A FORMER Darlington schoolboy who went on to do award-winning work for the Nasa space agency was yesterday back at his old school laboratories where his glittering career was nurtured.

Prof Geoff Blewitt returned to Longfield school for the first time in 25 years to open two laboratories which have been refurbished at a cost of £56,000.

Prof Blewett works as a research professor in Reno, Nevada, but when Longfield science teacher Mr Bob Sterling asked him to open the laboratories, he immediately accepted.

"I was always interested in science at school and went to the sixth form college in Darlington and did A-levels in physics, chemistry and maths," said Prof Blewitt, whose parents, Dennis and Greta, live in Linacre Way, Darlington.

He then gained a first-class honours degree in physics at Queen Mary college, London.

"I applied for several places in America and was accepted by Caltech in California where I did a PhD in high energy physics.

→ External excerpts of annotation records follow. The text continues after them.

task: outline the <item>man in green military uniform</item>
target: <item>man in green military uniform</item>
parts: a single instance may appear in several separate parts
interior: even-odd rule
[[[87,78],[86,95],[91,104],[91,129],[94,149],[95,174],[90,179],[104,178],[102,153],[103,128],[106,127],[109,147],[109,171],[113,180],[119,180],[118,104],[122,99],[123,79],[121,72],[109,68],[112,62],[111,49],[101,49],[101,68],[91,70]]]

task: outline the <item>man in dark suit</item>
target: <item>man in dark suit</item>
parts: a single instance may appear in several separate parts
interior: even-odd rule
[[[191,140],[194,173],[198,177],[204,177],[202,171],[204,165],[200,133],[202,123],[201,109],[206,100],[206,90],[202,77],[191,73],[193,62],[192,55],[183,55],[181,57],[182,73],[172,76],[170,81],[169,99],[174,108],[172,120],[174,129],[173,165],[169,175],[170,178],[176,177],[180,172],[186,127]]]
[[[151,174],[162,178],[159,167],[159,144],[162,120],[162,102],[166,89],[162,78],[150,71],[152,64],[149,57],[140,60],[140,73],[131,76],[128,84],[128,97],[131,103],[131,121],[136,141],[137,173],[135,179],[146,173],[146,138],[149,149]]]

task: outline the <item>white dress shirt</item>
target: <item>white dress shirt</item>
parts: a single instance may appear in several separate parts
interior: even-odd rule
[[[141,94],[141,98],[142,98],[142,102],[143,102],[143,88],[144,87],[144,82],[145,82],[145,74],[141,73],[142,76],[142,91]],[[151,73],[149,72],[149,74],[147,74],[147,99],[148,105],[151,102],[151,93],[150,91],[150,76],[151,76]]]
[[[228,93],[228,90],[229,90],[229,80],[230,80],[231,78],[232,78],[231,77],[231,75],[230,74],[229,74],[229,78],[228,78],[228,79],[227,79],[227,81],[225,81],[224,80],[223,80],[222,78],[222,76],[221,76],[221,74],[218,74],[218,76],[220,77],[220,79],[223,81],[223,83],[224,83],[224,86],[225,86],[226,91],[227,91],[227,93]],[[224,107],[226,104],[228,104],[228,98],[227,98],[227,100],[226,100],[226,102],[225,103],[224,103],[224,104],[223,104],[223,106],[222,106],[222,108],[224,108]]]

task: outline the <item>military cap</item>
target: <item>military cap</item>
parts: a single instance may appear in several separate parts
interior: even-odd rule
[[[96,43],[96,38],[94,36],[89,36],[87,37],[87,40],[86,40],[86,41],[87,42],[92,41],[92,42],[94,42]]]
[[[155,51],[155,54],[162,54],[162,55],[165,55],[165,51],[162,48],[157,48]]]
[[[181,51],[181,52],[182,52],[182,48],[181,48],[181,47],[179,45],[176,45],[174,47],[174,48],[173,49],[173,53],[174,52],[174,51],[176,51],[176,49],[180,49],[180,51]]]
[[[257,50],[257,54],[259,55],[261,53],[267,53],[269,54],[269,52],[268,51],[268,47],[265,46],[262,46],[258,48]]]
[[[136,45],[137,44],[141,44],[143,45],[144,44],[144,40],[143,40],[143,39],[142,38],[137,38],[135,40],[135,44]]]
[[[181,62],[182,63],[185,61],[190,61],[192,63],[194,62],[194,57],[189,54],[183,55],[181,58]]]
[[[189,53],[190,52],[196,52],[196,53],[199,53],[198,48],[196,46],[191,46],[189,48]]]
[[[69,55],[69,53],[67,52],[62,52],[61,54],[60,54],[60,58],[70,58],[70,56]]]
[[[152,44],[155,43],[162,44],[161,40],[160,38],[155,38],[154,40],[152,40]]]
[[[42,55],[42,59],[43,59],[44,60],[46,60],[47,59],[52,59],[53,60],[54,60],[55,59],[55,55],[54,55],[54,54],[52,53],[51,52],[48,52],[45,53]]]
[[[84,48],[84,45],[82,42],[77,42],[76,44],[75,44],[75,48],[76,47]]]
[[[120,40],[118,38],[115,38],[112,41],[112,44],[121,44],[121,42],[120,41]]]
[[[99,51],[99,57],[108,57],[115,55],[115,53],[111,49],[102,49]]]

"We had a huge tank of water in a salt mine in Ohio and were trying to see if the protons in the atoms would decay," he explained. "The theory was that the universe would eventually decay into small particles. Even Woody Allen got worried about it and included it in his film, Manhattan.

"It was a theory that everybody believed at the time but, fortunately, we disproved it."

Prof Blewitt's team was also the first to see particles from a super nova that passed through their detector.

This was in 1987 and the team won an award from Nasa for its work.

He also won several awards from the space agency for developing a system using satellites to accurately pinpoint positions within a few metres.